Per ong e comunità scientifica questa scelta svuota di senso il trattato. Greenpeace ha parlato di “campanello d’allarme” e di negoziato ostaggio delle multinazionali. La Commissione europea ha ricordato che un testo privo di limiti alla produzione e senza controlli sugli additivi non risponde all’obiettivo fissato nel 2022 dall’Assemblea Onu per l’Ambiente: fermare l’inquinamento da plastica entro il 2040. Nel frattempo, la produzione continua a crescere e i costi sanitari rimangono fuori dall’agenda.

L’alleanza dei 120 Paesi e il dopo Ginevra

Il vertice non ha prodotto un testo condiviso, ma ha consolidato un fronte che conta quasi 120 Paesi. Ue, Regno Unito, Canada, molti Stati africani e latinoamericani hanno rafforzato la propria alleanza, con il sostegno di ong e scienziati, ma senza limiti alla produzione e senza norme vincolanti sugli additivi tossici, il trattato rischia di essere inutile.

“Questi dieci giorni di discussioni hanno contribuito ad avvicinare le posizioni di questi Paesi uniti”, ha osservato Pannier-Runacher, parlando di una base politica più solida in vista dei prossimi round. L’Unione europea ha ribadito che i negoziati devono continuare e che un testo debole non sarà accettato. Alcune delegazioni considerano persino di spostare la partita in altri contesti Onu o di avviare accordi paralleli tra Stati disponibili a regole vincolanti.

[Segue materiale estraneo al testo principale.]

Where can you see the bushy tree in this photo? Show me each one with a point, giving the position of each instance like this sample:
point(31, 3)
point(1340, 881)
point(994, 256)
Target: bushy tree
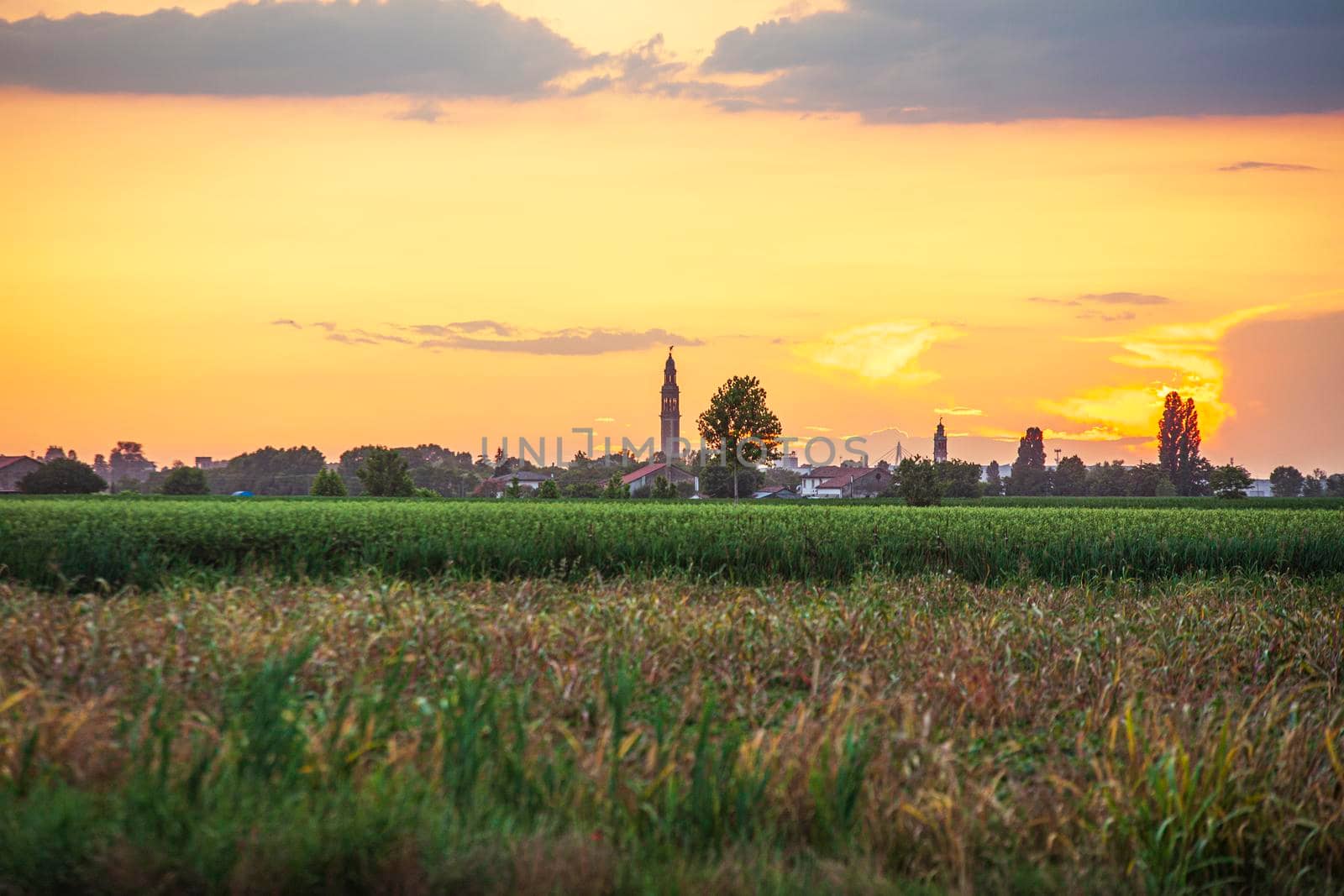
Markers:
point(1072, 476)
point(918, 483)
point(186, 479)
point(1335, 485)
point(994, 479)
point(386, 474)
point(616, 488)
point(328, 484)
point(738, 417)
point(62, 476)
point(1230, 481)
point(1179, 441)
point(1285, 481)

Sul terreno, però, diversi governi non aspettano. La Colombia ha già approvato misure restrittive sulla plastica monouso; l’Ue spinge per estendere i propri standard interni a scala globale. Ma senza un trattato internazionale il rischio è una frammentazione normativa, con Paesi che alzano l’asticella e altri che restano fermi.

A Ginevra il negoziato non si è chiuso, si è bloccato. E la questione non è più se arrivare a un accordo, ma come farlo senza che pochi governi possano continuare a fermare la maggioranza.